5 commentaires sur “Statistiques sur l’accélération de la transformation digitale et la dette numérique

  1. Concernant l’économie de partage et la légère régression de son utilisation, je pense qu’on peut y voir :

    1. un effet d’optique lié à l'”épaisseur du trait” : même sur un échantillon de 2000 personnes, une différence d’un point de pourcentage n’est pas forcément significative (j’ai la flemme d’aller vérifier moi-même : peut-être d’autres seroont plus courageux que moi là-dessus)
    2. un tassement (très relatif) dû à l’atténuations de l’effet “nouveauté” de certains services comme Blablacar, ou même à la disparition de certains sites qui ont fermé leurs portes entretemps

    Tu remarqueras d’ailleurs que le rapport parle de stagnation et non pas de recul

  2. Digital concerne les doigts, aucun rapport avec le numérique Fred :)

  3. En baisse.. en baisse.. en baisse…
    Comme le pouvoir d’achat…
    Peut être que finalement les gens vont finir par comprendre qu’on est coincé…

    Et maintenant au 20H de France2 on nous parle du paysan chinois qui devient commerçant.. avec le Journaliste qui vente ce modèle.. sans mentionner le mal que ca fait en Europe..
    Ce que je vois c’est une baisse globale de réflexion, et les Gilets Jaune sont le symptôme de notre bêtise.

    Bref dette numérique ou pas Nous ne sommes pas les gagnants de cette révolution numérique.
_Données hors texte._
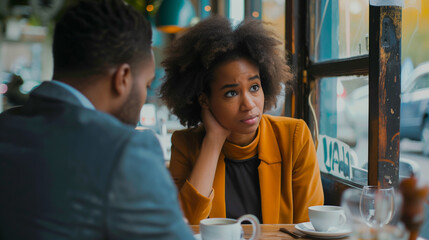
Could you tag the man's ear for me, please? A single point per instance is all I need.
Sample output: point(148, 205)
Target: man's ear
point(203, 101)
point(122, 80)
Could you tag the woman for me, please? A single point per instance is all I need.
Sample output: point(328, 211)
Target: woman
point(233, 159)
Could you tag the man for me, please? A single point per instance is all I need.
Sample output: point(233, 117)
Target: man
point(69, 166)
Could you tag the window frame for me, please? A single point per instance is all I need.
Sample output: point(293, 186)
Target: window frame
point(374, 64)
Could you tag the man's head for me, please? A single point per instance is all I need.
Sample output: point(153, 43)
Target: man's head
point(103, 48)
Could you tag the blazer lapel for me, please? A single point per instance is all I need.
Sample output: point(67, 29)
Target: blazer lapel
point(218, 204)
point(269, 173)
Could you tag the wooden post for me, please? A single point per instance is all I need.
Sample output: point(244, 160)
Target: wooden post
point(384, 94)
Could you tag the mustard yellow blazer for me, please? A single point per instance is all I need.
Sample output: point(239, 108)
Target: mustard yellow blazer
point(289, 173)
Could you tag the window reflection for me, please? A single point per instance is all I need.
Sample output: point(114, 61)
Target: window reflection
point(343, 136)
point(338, 29)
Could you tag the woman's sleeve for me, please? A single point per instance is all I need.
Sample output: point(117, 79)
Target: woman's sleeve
point(306, 181)
point(194, 205)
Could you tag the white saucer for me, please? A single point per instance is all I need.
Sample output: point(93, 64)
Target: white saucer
point(308, 229)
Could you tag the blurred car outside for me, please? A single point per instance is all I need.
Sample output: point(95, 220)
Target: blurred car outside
point(414, 122)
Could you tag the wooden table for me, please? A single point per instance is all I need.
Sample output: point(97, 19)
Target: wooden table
point(268, 231)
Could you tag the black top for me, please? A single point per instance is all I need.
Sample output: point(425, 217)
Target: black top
point(242, 191)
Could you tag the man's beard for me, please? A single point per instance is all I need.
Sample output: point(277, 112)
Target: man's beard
point(129, 113)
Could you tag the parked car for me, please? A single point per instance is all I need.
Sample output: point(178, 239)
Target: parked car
point(414, 122)
point(415, 107)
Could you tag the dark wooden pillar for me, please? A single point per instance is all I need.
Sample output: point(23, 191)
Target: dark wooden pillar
point(296, 45)
point(384, 94)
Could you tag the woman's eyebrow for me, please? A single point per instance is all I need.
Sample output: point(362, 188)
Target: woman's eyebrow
point(254, 77)
point(229, 86)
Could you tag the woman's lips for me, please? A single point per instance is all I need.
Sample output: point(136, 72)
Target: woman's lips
point(252, 120)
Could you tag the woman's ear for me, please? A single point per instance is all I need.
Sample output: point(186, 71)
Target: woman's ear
point(203, 101)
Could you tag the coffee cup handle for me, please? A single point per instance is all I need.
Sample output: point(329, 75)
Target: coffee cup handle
point(343, 219)
point(256, 227)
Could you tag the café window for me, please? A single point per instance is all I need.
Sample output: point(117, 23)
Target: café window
point(367, 112)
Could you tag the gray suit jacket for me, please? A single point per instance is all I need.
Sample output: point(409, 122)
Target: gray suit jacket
point(68, 172)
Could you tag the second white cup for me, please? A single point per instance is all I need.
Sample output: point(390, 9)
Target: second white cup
point(326, 218)
point(227, 228)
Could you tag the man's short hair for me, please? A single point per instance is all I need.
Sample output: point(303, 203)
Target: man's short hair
point(95, 35)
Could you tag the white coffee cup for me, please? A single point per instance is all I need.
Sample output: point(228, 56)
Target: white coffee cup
point(326, 218)
point(228, 228)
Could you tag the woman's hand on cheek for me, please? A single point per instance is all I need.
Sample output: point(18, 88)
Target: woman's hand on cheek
point(213, 128)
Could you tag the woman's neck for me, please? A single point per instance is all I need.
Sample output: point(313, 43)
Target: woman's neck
point(241, 139)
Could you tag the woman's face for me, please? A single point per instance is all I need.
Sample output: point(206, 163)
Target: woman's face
point(237, 99)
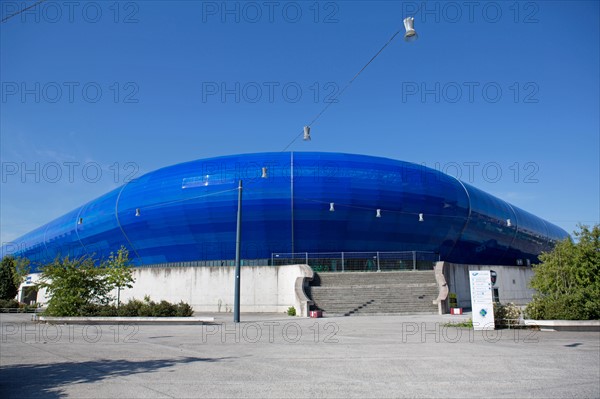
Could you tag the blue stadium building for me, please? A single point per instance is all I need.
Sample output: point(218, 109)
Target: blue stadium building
point(293, 202)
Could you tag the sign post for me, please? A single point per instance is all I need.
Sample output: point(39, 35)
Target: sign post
point(481, 299)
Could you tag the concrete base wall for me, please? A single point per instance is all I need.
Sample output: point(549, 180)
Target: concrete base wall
point(512, 282)
point(211, 289)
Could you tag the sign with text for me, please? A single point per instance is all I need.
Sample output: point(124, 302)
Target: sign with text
point(481, 299)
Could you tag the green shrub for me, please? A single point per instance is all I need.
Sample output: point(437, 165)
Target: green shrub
point(568, 279)
point(131, 308)
point(506, 315)
point(8, 304)
point(149, 308)
point(184, 310)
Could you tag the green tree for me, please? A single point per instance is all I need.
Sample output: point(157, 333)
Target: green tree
point(72, 285)
point(8, 286)
point(119, 271)
point(567, 281)
point(12, 273)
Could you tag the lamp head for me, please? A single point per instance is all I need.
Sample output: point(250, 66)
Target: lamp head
point(409, 26)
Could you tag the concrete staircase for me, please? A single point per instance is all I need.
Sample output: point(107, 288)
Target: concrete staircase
point(361, 293)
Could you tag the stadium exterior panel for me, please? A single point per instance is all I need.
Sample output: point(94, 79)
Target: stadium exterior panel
point(301, 202)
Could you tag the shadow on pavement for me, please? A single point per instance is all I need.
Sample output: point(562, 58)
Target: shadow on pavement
point(49, 380)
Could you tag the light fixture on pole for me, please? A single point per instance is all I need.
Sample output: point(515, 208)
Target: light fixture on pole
point(238, 243)
point(306, 133)
point(409, 26)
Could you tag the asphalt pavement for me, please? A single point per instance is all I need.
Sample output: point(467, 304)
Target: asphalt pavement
point(276, 356)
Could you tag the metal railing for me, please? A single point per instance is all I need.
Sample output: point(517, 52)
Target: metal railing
point(359, 261)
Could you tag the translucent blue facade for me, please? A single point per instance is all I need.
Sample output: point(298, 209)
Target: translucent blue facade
point(187, 212)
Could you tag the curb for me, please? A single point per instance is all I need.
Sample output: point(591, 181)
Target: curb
point(565, 325)
point(123, 320)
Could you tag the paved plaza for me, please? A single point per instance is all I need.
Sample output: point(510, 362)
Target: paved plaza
point(280, 356)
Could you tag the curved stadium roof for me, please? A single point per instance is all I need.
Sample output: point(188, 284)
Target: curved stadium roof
point(187, 212)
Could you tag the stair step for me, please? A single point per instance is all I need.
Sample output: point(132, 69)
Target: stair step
point(360, 293)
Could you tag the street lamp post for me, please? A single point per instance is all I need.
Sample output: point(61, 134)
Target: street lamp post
point(238, 242)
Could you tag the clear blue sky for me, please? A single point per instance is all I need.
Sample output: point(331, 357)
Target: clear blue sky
point(506, 94)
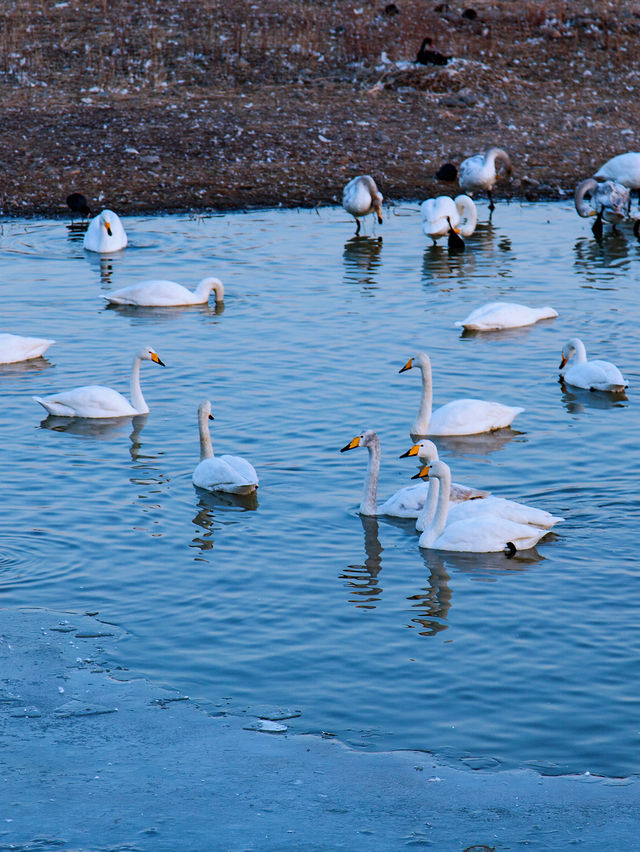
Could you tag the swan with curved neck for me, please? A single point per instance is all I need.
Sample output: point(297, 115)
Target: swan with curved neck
point(479, 173)
point(105, 233)
point(96, 401)
point(576, 370)
point(231, 474)
point(459, 417)
point(481, 533)
point(160, 293)
point(361, 197)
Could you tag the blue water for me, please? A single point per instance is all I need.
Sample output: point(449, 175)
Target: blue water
point(297, 603)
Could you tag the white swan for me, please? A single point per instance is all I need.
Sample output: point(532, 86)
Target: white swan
point(105, 233)
point(459, 417)
point(590, 375)
point(232, 474)
point(361, 197)
point(496, 316)
point(441, 215)
point(481, 533)
point(159, 293)
point(97, 401)
point(407, 502)
point(479, 173)
point(14, 347)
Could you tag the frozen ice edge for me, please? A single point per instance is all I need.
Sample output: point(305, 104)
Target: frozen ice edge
point(149, 768)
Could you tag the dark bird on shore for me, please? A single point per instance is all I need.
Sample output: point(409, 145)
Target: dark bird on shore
point(428, 56)
point(77, 203)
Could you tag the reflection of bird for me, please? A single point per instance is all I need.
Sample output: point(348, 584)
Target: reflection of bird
point(105, 233)
point(98, 401)
point(459, 417)
point(14, 347)
point(590, 375)
point(166, 293)
point(361, 197)
point(495, 316)
point(232, 474)
point(482, 533)
point(478, 173)
point(442, 216)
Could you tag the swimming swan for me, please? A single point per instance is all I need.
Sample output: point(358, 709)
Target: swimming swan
point(442, 214)
point(232, 474)
point(14, 348)
point(496, 316)
point(479, 173)
point(590, 375)
point(482, 533)
point(459, 417)
point(408, 501)
point(97, 401)
point(361, 197)
point(105, 233)
point(158, 293)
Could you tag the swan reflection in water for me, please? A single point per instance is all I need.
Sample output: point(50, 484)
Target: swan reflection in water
point(362, 259)
point(577, 400)
point(209, 503)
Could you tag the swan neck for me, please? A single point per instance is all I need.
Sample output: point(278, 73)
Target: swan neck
point(137, 400)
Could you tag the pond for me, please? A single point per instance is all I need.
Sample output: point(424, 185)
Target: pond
point(293, 605)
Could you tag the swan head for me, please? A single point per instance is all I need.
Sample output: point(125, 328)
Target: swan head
point(366, 439)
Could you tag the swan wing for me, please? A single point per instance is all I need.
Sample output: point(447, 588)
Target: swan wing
point(470, 417)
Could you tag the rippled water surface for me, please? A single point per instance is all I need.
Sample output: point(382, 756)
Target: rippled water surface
point(297, 602)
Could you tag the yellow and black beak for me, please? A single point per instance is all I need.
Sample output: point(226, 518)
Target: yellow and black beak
point(423, 474)
point(412, 451)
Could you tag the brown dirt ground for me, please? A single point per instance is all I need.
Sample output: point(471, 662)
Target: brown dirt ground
point(149, 106)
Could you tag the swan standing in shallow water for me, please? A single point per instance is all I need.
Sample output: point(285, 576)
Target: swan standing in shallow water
point(481, 533)
point(478, 173)
point(407, 502)
point(496, 316)
point(158, 293)
point(361, 197)
point(590, 375)
point(96, 401)
point(14, 347)
point(105, 233)
point(231, 474)
point(442, 215)
point(459, 417)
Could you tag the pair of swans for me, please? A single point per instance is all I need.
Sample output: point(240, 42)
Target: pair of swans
point(496, 316)
point(160, 293)
point(14, 347)
point(105, 233)
point(231, 474)
point(449, 217)
point(485, 526)
point(576, 370)
point(459, 417)
point(361, 197)
point(96, 401)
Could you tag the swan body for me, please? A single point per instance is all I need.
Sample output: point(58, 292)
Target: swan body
point(96, 401)
point(496, 316)
point(482, 533)
point(14, 347)
point(231, 474)
point(478, 173)
point(361, 197)
point(590, 375)
point(159, 293)
point(105, 233)
point(442, 214)
point(459, 417)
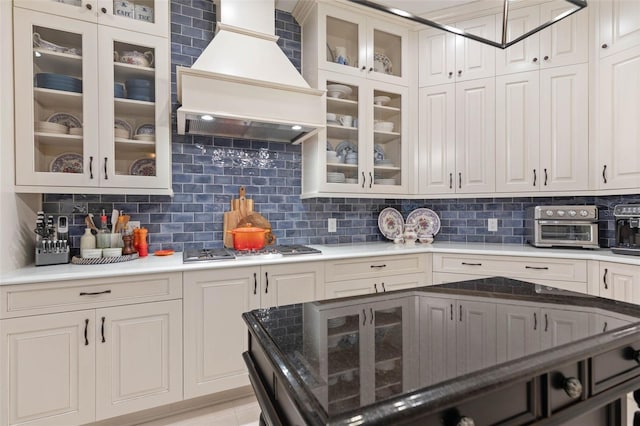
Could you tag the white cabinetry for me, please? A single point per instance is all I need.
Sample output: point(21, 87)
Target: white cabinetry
point(83, 79)
point(563, 43)
point(457, 137)
point(620, 282)
point(619, 22)
point(456, 336)
point(542, 134)
point(617, 113)
point(362, 352)
point(352, 277)
point(214, 332)
point(568, 274)
point(117, 350)
point(446, 58)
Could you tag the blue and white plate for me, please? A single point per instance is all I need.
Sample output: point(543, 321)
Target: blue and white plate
point(146, 129)
point(345, 147)
point(65, 119)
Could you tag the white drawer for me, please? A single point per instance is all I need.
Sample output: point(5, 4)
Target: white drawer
point(373, 267)
point(532, 268)
point(43, 298)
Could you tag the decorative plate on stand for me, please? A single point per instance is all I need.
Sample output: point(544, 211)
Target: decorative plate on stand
point(391, 223)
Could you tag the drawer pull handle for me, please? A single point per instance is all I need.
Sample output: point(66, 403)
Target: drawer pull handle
point(95, 293)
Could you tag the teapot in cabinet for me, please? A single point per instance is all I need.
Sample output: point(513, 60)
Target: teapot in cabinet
point(134, 58)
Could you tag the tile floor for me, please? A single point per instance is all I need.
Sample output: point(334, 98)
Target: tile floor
point(240, 412)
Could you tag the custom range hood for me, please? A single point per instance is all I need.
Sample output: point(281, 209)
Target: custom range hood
point(243, 85)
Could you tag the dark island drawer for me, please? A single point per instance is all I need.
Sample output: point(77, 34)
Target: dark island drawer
point(615, 366)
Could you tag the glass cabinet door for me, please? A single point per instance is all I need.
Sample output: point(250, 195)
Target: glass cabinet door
point(134, 124)
point(343, 162)
point(343, 363)
point(55, 92)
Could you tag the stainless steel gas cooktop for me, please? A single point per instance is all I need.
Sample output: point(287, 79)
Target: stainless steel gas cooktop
point(210, 255)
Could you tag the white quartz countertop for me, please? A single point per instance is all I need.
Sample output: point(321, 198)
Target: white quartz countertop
point(162, 264)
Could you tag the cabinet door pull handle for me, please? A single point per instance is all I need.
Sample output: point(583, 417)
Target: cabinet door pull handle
point(94, 293)
point(546, 322)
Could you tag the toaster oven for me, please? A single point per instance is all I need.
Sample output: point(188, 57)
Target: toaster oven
point(562, 226)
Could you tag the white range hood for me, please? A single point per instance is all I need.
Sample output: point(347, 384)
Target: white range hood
point(243, 85)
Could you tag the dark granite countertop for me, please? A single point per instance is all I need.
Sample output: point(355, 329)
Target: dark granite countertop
point(366, 356)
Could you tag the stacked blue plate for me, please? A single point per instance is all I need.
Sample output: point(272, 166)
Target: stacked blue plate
point(118, 90)
point(58, 82)
point(140, 89)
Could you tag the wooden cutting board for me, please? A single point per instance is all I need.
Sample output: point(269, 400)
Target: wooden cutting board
point(240, 207)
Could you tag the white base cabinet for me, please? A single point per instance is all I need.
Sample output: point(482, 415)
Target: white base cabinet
point(215, 334)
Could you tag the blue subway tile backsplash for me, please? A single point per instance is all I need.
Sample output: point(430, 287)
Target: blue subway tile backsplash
point(207, 174)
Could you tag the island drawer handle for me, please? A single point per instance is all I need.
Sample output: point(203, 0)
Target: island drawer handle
point(95, 293)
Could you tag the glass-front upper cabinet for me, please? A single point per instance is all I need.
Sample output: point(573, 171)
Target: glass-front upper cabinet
point(354, 43)
point(91, 107)
point(147, 16)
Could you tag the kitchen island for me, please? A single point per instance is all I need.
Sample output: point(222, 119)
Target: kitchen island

  4. Je suis tout à fait d’accord sur votre hypothèse, qui consiste à inclure la révolution numérique comme une des raisons profondes du mal-être et des revendications actuelles. Ajoutons à cela que l’obligation (sociale) de posséder un smartphone engendre souvent des coûts importants (achat + abonnement) pour des familles modestes, qui du coup auront tendance à rogner sur des dépenses jugées moins valorisantes (ex : le budget alimentaire) mais pourtant indispensables.